As past Miller-McCune articles have shown, driving while using your cellphone is a bad idea, and the U.S. government is doing its best to make sure you can hear that message now.

Last year, the U.S. Department of Transportation launched a new website, distraction.gov, to chide drivers about using cellphones (or “personal electronic devices,” PEDs) while they were behind the wheel. The feds had already told government employees they couldn’t text and drive while on Uncle Sam’s business, and later extended that rule to commercial truckers while on Sam Walton’s.

As Emily Badger wrote for us in February 2010, putting up a nagging website was really all the federal government could do to address what’s pretty much an issue for the states.

On Tuesday, DoT went a step further and called on the individual states and District of Columbia to enact a nationwide ban on PED use while driving. Lots of states have already set down that road, banning handheld cellphone use or texting — the Governors Highway Safety Association offers a handy chart here — but lots of states, such as Missouri, don’t.

And it was in Missouri a year ago August that a madly texting pickup driver helped engineer a crash that killed him and a passenger in a school bus while injuring another 35 people. The National Transportation Safety Board’s investigation into that crash led to Tuesday’s call for a nationwide ban.

“The Missouri accident is the most recent distraction accident the NTSB has investigated,” the agency wrote in a release. “However, the first investigation involving distraction from a wireless electronic device occurred in 2002, when a novice driver, distracted by a conversation on her cellphone, veered off the roadway in Largo, Maryland, crossed the median, flipped the car over, and killed five people. Since then, the NTSB has seen the deadliness of distraction across all modes of transportation.”

As NTSB Chair Deborah A.P. Hersman said in making Tuesday’s recommendation, “We will never know whether the driver was typing, reaching for the phone, or reading a text when his pickup ran into the truck in front of him without warning. But, we do know he had been distracted — cognitively, manually, and visually — while driving.”

BY THE WAY
When news breaks, this blog shows that Miller-McCune has the topic covered.

Driving while distracted, or inattention blindness, are pretty well studied phenomena, especially if we go beyond the demon phone (and its unicycling clowns) and lump in the equally diabolical French fry or styling brush.

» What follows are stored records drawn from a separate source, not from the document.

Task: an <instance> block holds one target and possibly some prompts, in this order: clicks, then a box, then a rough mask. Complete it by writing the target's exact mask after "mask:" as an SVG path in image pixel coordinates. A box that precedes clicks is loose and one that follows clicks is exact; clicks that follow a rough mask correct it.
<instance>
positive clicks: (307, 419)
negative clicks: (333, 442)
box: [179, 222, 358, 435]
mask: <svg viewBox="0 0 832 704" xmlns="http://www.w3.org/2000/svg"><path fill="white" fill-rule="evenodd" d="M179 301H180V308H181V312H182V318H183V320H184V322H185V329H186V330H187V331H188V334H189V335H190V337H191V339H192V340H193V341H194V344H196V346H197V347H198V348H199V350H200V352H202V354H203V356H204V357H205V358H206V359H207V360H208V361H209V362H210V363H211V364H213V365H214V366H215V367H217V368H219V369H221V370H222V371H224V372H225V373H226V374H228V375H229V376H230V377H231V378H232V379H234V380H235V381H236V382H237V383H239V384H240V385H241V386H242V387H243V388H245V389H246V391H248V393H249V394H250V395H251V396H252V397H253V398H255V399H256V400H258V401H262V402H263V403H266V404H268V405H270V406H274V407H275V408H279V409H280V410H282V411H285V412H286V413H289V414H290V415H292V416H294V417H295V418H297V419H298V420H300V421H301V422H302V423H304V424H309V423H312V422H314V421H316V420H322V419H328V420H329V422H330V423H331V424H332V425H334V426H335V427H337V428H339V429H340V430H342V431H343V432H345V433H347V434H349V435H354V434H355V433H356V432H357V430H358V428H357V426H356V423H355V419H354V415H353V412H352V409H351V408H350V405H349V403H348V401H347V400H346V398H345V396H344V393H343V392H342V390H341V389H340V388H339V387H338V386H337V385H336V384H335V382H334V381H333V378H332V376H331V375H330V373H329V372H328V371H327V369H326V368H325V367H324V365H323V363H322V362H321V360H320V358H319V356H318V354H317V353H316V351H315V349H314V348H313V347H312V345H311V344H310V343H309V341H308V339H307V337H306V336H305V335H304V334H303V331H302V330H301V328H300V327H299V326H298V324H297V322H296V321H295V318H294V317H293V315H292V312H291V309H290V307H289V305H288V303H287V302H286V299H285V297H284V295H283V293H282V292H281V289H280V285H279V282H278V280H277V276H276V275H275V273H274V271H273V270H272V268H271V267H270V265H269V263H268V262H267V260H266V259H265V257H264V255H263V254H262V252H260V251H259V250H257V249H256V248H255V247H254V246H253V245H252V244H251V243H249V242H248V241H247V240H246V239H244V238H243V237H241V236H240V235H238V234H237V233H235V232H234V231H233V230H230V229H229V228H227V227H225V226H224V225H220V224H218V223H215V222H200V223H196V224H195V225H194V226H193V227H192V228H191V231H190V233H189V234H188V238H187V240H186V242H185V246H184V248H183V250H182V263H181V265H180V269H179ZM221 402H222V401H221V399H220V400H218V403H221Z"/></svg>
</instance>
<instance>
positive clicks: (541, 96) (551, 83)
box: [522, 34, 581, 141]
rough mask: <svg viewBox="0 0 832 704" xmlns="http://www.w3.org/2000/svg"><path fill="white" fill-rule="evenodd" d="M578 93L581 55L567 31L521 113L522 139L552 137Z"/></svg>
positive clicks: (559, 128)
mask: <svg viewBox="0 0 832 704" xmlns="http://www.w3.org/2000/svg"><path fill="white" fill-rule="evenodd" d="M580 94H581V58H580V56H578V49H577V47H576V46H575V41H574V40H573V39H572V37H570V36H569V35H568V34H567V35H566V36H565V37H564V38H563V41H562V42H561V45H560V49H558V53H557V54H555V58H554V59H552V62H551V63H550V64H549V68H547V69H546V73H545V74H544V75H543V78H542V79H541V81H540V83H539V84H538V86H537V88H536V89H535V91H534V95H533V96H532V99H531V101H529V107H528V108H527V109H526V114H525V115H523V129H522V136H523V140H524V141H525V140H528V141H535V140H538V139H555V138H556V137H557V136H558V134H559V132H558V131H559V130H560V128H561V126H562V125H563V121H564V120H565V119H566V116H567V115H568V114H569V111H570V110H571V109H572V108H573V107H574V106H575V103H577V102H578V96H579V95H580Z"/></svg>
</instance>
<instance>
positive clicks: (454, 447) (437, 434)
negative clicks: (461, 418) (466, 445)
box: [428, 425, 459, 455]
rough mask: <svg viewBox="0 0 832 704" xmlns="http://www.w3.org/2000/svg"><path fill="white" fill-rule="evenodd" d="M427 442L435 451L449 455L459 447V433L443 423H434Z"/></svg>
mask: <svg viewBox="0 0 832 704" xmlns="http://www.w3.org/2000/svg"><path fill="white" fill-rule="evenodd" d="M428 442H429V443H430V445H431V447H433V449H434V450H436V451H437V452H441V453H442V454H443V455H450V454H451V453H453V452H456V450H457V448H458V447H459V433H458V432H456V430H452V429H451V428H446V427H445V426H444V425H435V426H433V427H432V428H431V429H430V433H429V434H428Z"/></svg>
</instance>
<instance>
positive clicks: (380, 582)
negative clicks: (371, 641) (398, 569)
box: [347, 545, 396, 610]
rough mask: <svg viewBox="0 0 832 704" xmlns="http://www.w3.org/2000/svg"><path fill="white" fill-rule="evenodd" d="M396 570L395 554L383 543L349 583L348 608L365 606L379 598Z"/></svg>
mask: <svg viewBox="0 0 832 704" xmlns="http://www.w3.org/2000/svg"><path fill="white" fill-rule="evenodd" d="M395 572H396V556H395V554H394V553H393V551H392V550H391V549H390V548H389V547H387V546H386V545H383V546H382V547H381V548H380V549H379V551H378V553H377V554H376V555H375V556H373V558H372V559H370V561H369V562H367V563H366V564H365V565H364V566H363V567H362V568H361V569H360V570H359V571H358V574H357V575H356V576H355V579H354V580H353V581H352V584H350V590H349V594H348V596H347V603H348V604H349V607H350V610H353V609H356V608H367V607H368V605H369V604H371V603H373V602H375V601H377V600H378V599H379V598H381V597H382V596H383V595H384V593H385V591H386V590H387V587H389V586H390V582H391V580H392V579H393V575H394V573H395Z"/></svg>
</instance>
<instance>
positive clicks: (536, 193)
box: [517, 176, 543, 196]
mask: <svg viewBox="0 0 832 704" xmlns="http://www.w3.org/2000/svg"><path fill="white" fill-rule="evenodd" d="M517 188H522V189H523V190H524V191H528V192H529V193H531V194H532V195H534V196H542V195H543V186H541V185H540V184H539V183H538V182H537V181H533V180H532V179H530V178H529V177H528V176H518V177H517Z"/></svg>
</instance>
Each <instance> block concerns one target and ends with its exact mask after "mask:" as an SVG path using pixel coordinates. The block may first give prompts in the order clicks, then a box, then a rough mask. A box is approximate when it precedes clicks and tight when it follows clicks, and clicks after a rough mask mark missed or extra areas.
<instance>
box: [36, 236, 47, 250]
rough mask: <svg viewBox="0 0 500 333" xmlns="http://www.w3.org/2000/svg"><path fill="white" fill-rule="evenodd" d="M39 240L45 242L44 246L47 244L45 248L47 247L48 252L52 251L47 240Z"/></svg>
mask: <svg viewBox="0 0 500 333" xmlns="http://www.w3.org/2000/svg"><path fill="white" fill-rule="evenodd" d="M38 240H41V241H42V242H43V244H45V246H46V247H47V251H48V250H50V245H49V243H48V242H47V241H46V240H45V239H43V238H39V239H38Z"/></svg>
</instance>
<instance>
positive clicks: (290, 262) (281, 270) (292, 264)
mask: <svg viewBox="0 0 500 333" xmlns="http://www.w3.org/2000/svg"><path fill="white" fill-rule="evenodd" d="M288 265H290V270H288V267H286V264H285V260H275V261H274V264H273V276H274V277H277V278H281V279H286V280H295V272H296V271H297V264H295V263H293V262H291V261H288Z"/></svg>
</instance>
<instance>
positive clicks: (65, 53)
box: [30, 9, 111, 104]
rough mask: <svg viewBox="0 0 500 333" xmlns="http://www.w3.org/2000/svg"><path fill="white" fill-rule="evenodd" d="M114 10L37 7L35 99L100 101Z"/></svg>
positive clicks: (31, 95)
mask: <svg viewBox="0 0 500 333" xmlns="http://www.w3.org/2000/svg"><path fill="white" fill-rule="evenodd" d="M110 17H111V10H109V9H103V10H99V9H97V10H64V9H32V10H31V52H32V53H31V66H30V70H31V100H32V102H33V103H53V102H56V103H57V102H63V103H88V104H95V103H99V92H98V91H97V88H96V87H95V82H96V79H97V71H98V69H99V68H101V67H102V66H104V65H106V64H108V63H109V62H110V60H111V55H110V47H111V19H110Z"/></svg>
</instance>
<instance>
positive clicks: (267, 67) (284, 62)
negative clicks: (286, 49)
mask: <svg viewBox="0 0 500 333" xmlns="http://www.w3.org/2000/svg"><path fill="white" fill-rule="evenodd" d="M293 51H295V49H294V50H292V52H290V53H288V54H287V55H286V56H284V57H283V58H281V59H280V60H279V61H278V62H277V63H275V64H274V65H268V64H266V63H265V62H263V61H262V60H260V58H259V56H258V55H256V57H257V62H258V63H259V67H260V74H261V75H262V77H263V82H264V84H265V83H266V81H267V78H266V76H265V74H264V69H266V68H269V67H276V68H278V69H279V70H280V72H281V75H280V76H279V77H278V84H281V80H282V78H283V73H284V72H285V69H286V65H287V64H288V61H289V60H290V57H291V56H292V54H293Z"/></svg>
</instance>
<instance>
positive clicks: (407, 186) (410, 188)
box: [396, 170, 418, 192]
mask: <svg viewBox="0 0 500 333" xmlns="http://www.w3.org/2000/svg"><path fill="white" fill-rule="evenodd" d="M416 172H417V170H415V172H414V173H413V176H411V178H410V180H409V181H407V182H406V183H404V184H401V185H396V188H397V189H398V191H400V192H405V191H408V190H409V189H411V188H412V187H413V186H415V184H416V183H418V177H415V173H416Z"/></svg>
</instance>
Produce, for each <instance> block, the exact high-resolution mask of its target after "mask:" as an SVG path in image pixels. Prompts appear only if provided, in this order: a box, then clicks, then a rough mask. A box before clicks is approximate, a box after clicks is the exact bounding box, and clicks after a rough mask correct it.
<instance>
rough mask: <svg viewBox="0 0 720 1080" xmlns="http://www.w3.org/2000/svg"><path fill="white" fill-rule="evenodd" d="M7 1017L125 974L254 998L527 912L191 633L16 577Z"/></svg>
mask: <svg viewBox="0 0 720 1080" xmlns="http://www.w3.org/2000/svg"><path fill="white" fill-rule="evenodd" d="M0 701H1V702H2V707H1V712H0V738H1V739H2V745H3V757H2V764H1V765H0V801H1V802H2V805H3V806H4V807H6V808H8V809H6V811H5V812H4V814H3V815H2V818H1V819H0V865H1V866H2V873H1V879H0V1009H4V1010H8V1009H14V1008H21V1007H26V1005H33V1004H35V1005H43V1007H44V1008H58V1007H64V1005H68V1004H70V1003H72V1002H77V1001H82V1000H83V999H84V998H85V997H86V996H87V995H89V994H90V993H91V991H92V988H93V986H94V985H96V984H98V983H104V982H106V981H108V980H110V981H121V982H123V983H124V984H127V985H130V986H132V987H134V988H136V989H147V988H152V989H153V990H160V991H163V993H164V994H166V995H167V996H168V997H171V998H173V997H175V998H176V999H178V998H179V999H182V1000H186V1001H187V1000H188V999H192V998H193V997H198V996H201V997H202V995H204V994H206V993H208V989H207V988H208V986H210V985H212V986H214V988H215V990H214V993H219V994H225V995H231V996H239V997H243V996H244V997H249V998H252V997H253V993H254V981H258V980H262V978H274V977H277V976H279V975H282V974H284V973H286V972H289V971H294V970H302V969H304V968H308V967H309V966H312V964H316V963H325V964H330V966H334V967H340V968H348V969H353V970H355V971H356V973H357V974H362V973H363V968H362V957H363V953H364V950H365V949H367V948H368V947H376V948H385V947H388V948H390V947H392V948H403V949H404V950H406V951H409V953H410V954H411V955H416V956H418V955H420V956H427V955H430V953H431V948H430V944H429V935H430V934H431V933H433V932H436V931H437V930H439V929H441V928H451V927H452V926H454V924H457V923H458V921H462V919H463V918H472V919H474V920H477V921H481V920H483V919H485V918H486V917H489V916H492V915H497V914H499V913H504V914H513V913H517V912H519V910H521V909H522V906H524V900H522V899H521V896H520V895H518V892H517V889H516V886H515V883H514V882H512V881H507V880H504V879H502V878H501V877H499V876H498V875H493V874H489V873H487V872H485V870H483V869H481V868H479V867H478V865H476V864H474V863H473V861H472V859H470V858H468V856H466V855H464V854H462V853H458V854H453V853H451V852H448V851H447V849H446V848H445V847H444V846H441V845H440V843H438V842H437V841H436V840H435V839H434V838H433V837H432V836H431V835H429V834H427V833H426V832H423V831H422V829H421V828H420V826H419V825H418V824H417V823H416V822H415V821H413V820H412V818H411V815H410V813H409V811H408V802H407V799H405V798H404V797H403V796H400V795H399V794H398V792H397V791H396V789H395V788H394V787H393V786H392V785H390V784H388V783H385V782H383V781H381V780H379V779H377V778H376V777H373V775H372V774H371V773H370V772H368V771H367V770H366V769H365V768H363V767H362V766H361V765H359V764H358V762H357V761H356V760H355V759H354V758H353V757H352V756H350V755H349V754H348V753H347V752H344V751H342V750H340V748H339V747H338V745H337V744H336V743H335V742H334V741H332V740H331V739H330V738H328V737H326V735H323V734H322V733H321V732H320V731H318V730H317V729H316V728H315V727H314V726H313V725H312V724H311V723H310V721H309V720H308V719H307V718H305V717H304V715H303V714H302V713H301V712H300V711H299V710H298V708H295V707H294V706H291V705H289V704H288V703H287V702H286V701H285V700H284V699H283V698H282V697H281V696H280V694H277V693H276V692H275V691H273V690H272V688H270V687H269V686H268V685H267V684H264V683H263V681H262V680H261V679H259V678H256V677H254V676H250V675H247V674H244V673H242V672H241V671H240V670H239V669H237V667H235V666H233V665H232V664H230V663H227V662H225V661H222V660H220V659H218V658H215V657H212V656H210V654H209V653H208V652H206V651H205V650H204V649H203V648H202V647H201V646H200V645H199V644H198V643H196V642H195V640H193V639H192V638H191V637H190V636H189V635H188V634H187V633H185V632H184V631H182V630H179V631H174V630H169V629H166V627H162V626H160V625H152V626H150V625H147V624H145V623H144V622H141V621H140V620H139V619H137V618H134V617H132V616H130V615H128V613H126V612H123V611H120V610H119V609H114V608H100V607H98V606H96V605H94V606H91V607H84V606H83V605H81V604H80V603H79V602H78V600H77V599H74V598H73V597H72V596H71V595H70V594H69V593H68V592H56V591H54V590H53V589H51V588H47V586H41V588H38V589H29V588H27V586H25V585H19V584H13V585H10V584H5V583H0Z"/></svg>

In reviewing a then-new device that disabled a driver’s cellphone once the car started, our Matt Palmquist suggested that researchers feared new technology was really better than the old — conversations with passengers, eating, drinking, lighting cigarettes, applying makeup, and listening to the radio” — at taking minds off the road. “There is good reason to believe that some of these new multitasking activities may be substantially more distracting than the old standards because they are more cognitively engaging and because they are performed over longer periods of time,” he quoted University of Utah psychology professor David Strayer. Strayer’s own research, Palmquist wrote, had determined that “the risk from cellphone use is as great as that of the intoxicated driver, only in different ways.”

(Our 2009 piece prefigured one aspect of Tuesday’s announcement: the NTSB urges the Wireless Association and the Consumer Electronics Association to develop technology that disables phones while vehicles are in motion.)

Might there be a more powerful weapon out there for convincing people to put down their PEDs, especially since even the government’s own statistics suggest this remains an uphill battle? We offer another cellphone-use warning from Palmquist: “Do it and you might get dumped.”

“According to University of Minnesota professor Paul Rosenblatt’s paper [in Family Science Review], communication with family members suffers for the same reasons cellphone use is hazardous to driving — it slows motorists’ reaction times and reduces their attention spans. “A delay in the conversation could be a problem if the person on the other end of the conversation interprets the delayed reaction as an indicator of ambivalence, of not having a ready answer or of hiding something.”